# Missing data.



## m3nf (Oct 5, 2007)

Hi, new to forums here, but i downloaded your GPU-Z and it seams to be missing some information.

My GPU is a xfx 8800GTS 640mb, i have flashed the bios with my own rom i made using NiBiTor.v3.4a and nvflash, i kept the standard setting and just increase the core and memory, but it does not show using GPU-Z any information on .....

ROP's
Shaders
Pixel Fillrate
Texture Fillrate
Bus width
bandwidth

http://www.techpowerup.com/gpuz/82gqe

Not sure if its the software missing this as its not a default rom, or its a error on my system running vista ul 64 bit.

Just thought i post this to get some idea, the card works fine, no issues at all.

Thanks, and hope this helps.


----------



## Rugor (Oct 5, 2007)

I have a BFG 8800GTS 640mb with everything at stock.  I haven't flashed the BIOS or made any other modifications and I am seeing exactly the same results with GPU-Z.  The biggest difference is clock speeds and my card is the A2 revision where the previous poster's is showing as the A3 revision.

ROPs: 0
Shaders: 0 Unified
Pixel Fillrate: 0
Texture Fillrate: 0
Bus Width: 0
Bandwidth: 0

Link:  http://www.techpowerup.com/gpuz/hkvk6/

I'm running Vista Ultimate 32-bit and ran the program as Administrator.


----------



## moshpit (Oct 5, 2007)

Rugor said:


> I have a BFG 8800GTS 640mb with everything at stock.  I haven't flashed the BIOS or made any other modifications and I am seeing exactly the same results with GPU-Z.  The biggest difference is clock speeds and my card is the A2 revision where the previous poster's is showing as the A3 revision.
> 
> ROPs: 0
> Shaders: 0 Unified
> ...



I've posted to a couple of the other bug report threads so far, this one looks to be relevant too. My EVGA 8800GTS 640mb Superclocked is doing something similar, but only the shaders and monitor section arn't showing any info at all, but several other sections are reporting wrong info. Bus width is reported as 256bit as opposed to the correct 320bit, and ROPs are being reported as only 16.

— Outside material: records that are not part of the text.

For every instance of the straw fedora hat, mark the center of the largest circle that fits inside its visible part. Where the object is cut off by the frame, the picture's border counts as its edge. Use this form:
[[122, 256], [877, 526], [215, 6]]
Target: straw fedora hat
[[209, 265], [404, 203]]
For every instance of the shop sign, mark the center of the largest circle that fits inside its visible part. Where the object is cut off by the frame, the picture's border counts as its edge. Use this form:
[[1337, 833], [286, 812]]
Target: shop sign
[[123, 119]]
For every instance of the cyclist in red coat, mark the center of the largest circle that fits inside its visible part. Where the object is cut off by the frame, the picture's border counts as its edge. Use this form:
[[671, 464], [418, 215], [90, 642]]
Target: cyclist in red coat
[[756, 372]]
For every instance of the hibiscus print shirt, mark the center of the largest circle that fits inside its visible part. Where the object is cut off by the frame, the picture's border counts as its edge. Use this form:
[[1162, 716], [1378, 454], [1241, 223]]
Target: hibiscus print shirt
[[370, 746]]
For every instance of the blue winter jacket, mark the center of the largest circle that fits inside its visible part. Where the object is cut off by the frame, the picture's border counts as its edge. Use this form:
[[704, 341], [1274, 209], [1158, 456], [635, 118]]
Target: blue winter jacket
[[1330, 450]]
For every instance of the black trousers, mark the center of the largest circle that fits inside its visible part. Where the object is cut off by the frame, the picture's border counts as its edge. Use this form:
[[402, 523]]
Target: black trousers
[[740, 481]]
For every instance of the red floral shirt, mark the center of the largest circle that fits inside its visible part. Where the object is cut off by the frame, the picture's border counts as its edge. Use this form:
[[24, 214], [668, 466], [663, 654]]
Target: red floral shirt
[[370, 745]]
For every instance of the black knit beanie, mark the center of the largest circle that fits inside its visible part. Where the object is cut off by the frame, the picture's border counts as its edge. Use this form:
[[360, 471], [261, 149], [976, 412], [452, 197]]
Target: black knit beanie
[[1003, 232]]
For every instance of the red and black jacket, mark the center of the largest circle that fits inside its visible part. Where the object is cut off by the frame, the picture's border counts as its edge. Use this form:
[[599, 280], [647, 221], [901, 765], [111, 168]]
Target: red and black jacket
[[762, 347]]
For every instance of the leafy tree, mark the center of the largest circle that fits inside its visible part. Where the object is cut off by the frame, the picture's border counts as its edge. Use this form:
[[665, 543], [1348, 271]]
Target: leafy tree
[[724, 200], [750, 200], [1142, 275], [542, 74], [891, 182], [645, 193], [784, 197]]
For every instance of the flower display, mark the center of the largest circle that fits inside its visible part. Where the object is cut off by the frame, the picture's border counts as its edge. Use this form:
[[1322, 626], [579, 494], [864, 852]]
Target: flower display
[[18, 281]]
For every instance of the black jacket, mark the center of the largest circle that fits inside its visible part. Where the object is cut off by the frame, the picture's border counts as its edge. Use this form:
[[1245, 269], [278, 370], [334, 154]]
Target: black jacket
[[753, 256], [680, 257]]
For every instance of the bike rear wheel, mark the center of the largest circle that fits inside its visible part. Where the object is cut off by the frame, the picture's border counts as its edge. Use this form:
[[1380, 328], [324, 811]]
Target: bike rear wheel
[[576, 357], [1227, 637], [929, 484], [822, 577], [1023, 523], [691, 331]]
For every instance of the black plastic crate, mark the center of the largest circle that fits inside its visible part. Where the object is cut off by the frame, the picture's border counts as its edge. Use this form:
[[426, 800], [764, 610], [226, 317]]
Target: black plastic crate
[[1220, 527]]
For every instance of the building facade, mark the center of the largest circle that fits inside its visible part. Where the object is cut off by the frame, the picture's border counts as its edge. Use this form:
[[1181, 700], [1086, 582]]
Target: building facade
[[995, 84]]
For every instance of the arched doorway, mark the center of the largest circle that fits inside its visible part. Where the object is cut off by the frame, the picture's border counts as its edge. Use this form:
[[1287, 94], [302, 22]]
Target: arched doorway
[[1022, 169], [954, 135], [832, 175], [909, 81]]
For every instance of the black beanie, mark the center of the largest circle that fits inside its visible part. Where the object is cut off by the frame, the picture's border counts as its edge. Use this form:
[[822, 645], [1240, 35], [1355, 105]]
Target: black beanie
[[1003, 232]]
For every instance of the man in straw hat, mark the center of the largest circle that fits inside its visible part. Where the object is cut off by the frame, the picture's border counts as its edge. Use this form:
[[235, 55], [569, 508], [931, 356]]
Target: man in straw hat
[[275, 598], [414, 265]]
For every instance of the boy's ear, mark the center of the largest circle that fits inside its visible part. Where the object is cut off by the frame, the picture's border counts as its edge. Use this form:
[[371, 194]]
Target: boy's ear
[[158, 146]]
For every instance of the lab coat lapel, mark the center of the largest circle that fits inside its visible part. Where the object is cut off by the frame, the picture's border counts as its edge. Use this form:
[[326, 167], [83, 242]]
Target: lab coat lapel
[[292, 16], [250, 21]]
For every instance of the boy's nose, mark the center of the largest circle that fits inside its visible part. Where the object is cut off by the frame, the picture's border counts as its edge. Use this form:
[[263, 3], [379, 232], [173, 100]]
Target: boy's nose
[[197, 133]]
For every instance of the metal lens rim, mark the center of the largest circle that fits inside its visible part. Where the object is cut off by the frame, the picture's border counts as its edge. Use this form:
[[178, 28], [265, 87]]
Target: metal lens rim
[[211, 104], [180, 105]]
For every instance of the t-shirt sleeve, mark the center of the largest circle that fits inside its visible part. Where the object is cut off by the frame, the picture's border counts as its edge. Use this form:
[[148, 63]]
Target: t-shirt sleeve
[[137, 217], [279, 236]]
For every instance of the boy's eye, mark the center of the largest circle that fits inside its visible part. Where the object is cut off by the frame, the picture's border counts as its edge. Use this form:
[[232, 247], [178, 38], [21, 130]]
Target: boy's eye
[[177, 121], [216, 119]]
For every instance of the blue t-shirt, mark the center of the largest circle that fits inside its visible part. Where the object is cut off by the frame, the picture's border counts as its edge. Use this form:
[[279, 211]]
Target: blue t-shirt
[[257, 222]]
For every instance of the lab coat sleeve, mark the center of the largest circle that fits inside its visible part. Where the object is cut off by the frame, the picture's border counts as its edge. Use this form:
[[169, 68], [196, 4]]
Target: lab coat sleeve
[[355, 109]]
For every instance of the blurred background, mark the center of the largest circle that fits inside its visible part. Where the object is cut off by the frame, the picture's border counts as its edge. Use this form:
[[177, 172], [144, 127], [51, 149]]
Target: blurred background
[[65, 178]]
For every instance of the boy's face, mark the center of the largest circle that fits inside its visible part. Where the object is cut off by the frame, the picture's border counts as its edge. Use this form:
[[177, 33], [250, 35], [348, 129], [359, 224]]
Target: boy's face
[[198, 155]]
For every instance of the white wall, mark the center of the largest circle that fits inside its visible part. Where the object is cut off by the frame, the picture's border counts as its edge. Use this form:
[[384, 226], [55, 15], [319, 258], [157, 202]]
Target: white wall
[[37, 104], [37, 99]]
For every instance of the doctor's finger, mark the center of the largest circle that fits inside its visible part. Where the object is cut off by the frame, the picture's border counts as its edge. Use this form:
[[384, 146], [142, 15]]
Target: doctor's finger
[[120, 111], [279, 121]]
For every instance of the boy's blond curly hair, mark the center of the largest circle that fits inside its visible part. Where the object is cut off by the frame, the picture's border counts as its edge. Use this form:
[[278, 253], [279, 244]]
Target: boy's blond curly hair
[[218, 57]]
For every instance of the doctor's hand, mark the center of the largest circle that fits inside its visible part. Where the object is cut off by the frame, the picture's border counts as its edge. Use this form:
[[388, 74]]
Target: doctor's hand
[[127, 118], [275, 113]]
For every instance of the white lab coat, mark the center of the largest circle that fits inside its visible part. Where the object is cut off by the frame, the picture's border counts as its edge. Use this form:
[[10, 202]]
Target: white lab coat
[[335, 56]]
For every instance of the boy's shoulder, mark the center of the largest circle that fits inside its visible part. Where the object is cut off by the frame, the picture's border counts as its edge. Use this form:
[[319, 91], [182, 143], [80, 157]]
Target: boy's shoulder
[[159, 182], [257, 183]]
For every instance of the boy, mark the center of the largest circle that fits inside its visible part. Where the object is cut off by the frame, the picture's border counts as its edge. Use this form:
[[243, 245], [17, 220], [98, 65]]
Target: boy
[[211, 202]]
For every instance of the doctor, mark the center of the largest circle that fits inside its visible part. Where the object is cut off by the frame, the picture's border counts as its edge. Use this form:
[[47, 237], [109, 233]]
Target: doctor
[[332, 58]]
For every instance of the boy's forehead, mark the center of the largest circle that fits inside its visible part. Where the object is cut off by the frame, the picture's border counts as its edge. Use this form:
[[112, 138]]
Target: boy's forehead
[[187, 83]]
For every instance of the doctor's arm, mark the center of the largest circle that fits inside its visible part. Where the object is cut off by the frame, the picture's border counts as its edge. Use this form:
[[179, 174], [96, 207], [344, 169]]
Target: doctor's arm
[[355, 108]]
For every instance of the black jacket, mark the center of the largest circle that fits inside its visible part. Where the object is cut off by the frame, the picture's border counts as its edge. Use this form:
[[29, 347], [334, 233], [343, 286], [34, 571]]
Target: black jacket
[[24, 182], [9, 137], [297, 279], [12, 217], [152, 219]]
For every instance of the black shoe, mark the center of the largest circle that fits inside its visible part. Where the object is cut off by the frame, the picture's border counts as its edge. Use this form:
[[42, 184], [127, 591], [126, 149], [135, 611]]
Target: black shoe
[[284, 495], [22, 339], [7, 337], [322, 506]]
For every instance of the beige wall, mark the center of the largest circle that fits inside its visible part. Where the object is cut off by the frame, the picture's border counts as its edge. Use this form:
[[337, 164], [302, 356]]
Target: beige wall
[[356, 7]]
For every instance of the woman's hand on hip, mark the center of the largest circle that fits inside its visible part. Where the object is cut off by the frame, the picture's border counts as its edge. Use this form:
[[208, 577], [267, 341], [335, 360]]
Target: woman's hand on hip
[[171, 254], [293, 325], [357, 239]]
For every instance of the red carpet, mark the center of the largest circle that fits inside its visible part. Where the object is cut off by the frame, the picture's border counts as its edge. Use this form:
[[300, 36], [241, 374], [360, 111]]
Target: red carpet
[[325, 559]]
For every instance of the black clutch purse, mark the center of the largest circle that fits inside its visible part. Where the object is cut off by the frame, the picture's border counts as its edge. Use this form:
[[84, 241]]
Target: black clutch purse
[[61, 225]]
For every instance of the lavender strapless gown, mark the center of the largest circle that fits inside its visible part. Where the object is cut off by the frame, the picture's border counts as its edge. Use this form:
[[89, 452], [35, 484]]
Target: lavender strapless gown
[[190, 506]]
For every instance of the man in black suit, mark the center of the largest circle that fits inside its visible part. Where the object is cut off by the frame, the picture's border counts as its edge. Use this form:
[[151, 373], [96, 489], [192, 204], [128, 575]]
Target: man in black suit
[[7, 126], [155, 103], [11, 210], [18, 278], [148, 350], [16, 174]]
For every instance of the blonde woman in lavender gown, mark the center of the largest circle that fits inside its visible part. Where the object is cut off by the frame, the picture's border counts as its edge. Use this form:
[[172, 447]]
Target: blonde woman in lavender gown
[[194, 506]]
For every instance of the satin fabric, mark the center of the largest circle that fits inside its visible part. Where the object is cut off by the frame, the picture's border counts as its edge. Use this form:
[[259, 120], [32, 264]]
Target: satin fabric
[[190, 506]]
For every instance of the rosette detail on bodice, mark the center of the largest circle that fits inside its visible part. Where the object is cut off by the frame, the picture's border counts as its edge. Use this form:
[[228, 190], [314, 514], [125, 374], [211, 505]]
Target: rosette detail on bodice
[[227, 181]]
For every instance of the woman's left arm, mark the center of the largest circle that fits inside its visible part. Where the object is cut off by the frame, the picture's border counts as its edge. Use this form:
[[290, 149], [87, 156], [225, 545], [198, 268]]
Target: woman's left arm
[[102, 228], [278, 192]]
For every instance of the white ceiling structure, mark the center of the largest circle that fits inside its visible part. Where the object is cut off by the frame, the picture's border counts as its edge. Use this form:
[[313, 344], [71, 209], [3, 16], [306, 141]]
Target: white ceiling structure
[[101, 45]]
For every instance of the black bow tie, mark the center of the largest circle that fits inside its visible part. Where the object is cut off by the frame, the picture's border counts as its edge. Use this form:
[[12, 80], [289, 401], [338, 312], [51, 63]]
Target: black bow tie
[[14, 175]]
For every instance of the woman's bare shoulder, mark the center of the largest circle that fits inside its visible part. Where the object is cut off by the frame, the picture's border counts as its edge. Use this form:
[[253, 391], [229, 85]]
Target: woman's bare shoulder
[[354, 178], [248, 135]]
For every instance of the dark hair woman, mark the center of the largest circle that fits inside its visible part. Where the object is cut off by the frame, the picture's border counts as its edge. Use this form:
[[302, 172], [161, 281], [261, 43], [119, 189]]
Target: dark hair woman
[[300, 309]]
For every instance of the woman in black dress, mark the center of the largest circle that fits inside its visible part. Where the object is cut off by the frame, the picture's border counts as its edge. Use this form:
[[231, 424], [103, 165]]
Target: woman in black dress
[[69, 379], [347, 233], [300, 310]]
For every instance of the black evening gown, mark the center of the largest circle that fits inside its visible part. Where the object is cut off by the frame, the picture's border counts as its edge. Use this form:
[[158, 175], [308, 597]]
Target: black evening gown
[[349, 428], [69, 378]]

Using Vista x64, and Forceware 163.67 WHQL and version 0.0.3 of GPUz.


----------



## AmberClad (Oct 5, 2007)

I also have a 8800 GTS that's missing those same data fields.

Mine's the 320MB version though, and it's a PNY one, not the previously mentioned three brands. Win XP Pro, 32 bit. Forceware 158.22.


----------



## m3nf (Oct 6, 2007)

Version .4 fixed this issue, Great one. Many thanks.


----------



## moshpit (Oct 7, 2007)

0.0.5 fixed my issues, good job Wizzard!


----------